Last week it seemed like everyone was oblivious to the risks around the Bank of Japan decision but now the world has tuned in and there's plenty of worry.
Tomorrow's decision has rankled the Japanese bond market and led to a big bid in the yen. Deutsche Bank is out with a note suggesting further yen strength and a positive risk backdrop if yield curve control is dropped.
"If yield curve control is suspended overnight we would expect global risk appetite to ultimately digest it positively as a major risk event will be out of the way," writes FX strategist George Saravelos, arguing that it won't be a shock.

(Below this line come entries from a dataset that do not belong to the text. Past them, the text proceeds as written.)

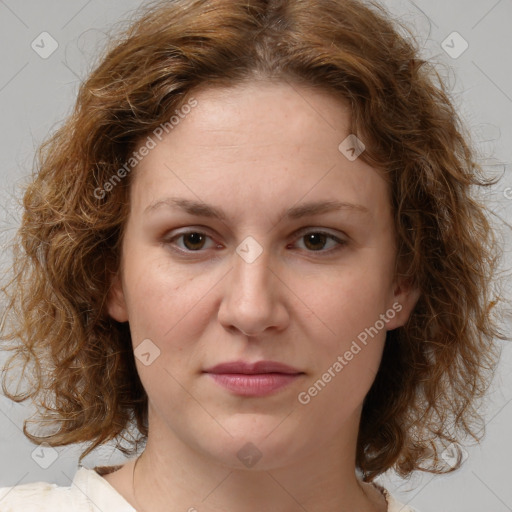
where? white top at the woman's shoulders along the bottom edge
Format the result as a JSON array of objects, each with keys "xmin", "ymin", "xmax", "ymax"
[{"xmin": 0, "ymin": 467, "xmax": 419, "ymax": 512}]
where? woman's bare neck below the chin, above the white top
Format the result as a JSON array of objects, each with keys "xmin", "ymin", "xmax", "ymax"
[{"xmin": 132, "ymin": 406, "xmax": 387, "ymax": 512}]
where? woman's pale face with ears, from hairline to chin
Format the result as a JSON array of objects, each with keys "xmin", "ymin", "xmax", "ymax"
[{"xmin": 109, "ymin": 82, "xmax": 417, "ymax": 468}]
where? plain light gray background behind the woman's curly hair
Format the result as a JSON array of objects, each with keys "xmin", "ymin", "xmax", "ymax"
[{"xmin": 0, "ymin": 0, "xmax": 512, "ymax": 512}]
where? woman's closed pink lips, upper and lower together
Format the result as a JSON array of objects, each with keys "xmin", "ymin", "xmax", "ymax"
[{"xmin": 204, "ymin": 361, "xmax": 304, "ymax": 397}]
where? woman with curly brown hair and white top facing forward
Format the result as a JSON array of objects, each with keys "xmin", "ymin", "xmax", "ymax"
[{"xmin": 0, "ymin": 0, "xmax": 502, "ymax": 512}]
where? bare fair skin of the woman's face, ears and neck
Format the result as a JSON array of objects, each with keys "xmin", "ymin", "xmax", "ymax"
[{"xmin": 105, "ymin": 81, "xmax": 418, "ymax": 512}]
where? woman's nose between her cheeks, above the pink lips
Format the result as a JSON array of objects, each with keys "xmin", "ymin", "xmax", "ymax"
[{"xmin": 218, "ymin": 247, "xmax": 289, "ymax": 337}]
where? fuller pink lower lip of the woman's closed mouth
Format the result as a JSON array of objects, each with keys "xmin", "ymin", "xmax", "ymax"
[{"xmin": 208, "ymin": 373, "xmax": 301, "ymax": 396}]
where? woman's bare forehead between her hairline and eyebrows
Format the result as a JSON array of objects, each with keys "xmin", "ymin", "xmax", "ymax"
[{"xmin": 127, "ymin": 82, "xmax": 387, "ymax": 222}]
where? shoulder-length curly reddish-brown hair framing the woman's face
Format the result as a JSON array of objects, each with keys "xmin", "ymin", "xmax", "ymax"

"When the EUR/CHF peg broke in 2015 it was a very large VaR shock to the market. No one was expecting it and the market was very long EUR/CHF. This time, the market has been preparing for an end to yield curve control for nearly a year now. We would argue that the BoJ's huge JGB buying operations since December and the widening of the band are precisely aimed at de-risking the domestic market of stale JGB long positions."
Saravelos argues that the best trade is to be long JPY and not short Japanese government bonds.
"So extreme is the market's Japanese government bond underweight that it is reported that the BoJ may own more than 100% of some benchmark 10-year JGBs. Not only has the central bank bought the entire stock of bonds, it has lent it out to short-sellers who have sold it back to the BoJ... We have also emphasized that the Japanese have already sold record amounts of foreign fixed income with the liquidity currently held in dollars and foreign currencies waiting to be allocated. The bottom line is the Japanese are very underweight JGB and JPY. The next big flow of funds is therefore a repatriation of money back into JPY and deployment to fixed income. By extension, there should be persistent demand for JGB and JPY as Japanese yields start to normalize."
Adding to the case for yen strength would be the end of negative rates, something DB argues could come as soon as mid-year and that the BOJ will soon have to start about quantitative tightening.